I’m really intrigued by this setting, and would be very interested to hear how your campaign goes when you run it!
The thing I was most specifically trying to avoid - and it sounds as though you are avoiding it - is the cop-out of bad children’s fantasy: they woke up and it was all a dream, therefore nothing they did mattered in any lasting way.
Ah, the butterfly who was dreaming that he was a Chinese sage. It’s an interesting symmetry, but I’m not sure it’s compatible with having a setting that’s closely similar to the primary world as far as outward appearances are concerned. Wouldn’t reverse dreamers have obvious and incredible powers?
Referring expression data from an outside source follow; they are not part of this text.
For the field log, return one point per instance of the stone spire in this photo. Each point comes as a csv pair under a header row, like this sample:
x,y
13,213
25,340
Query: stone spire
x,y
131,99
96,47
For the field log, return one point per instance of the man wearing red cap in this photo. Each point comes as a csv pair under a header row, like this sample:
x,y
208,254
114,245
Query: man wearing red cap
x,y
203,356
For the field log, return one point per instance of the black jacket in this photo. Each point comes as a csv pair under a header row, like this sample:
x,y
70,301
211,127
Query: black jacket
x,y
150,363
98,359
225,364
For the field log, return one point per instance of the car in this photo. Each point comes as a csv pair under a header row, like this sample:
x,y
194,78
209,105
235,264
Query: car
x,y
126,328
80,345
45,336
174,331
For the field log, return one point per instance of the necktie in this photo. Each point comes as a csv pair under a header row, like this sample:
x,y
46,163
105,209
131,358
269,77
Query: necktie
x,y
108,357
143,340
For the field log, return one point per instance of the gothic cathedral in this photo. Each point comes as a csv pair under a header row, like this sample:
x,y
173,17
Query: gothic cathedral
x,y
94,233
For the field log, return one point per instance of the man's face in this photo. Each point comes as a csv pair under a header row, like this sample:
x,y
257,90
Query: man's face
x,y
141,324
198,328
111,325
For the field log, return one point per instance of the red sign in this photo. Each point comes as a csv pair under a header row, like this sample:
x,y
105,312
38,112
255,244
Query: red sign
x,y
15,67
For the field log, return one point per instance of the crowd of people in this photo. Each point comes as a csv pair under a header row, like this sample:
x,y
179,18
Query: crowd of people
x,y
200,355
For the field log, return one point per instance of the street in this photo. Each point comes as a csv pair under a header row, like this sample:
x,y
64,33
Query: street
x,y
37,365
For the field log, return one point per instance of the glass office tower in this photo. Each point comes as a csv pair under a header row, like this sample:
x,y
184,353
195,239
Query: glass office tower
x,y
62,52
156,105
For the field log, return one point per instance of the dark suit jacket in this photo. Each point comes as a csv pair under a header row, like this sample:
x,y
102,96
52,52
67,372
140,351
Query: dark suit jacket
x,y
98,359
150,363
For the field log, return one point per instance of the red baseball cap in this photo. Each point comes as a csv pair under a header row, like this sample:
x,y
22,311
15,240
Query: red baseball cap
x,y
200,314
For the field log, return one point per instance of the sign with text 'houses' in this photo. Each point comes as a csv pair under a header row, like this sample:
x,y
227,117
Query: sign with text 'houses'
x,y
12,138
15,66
Do dreamers in the dream world appear to its inhabitants to have obvious and incredible powers? I don’t see anything on your checklist that would imply that, unless the revelation of hidden knowledge is much more generally effective than these things usually are.
(Depending on what you mean by “Dreamers can change the landscape or the inhabitants” – I am assuming this is by dream-internal processes, like building a castle or persuading someone into a new philosophy.)
That’s a good question, and I’m not yet sure of the answer. Part of it, though, is probably that the dream realm is more magical, or more surreal, than the waking world, and all of its inhabitants may have incredible powers in some measure.
I’ve thought about a dream-fantasy game once or twice, but it’s never gelled. One idea I did have, for running this in GURPS or similar - was that both worlds should have “real” significance, and each player would have a pool of starting points which they could divide between their two characters as they chose. So if you want to play a 250 point dungeon fantasy hero in your dreams, you’d have to be a 50 point schlub in waking reality - and conversely, a 200-point millionaire or low-end Action hero would dream of being a 100 point minor hero. Actually, keeping the total budget lower than that could be more interesting – say, 150 points total…
These days, of course, I’d get thoroughly lost reading Robin Laws’s Dreamhounds of Paris and Kieron Gillen’s Die before I got anywhere with the campaign design.
It’s an interesting idea. I’d been thinking of using something more like the rules in Portal Realms, where traits in the waking world would be essentially free if they didn’t carry over into the dream realm. I’m not sure if that would be better than your approach, or not as good.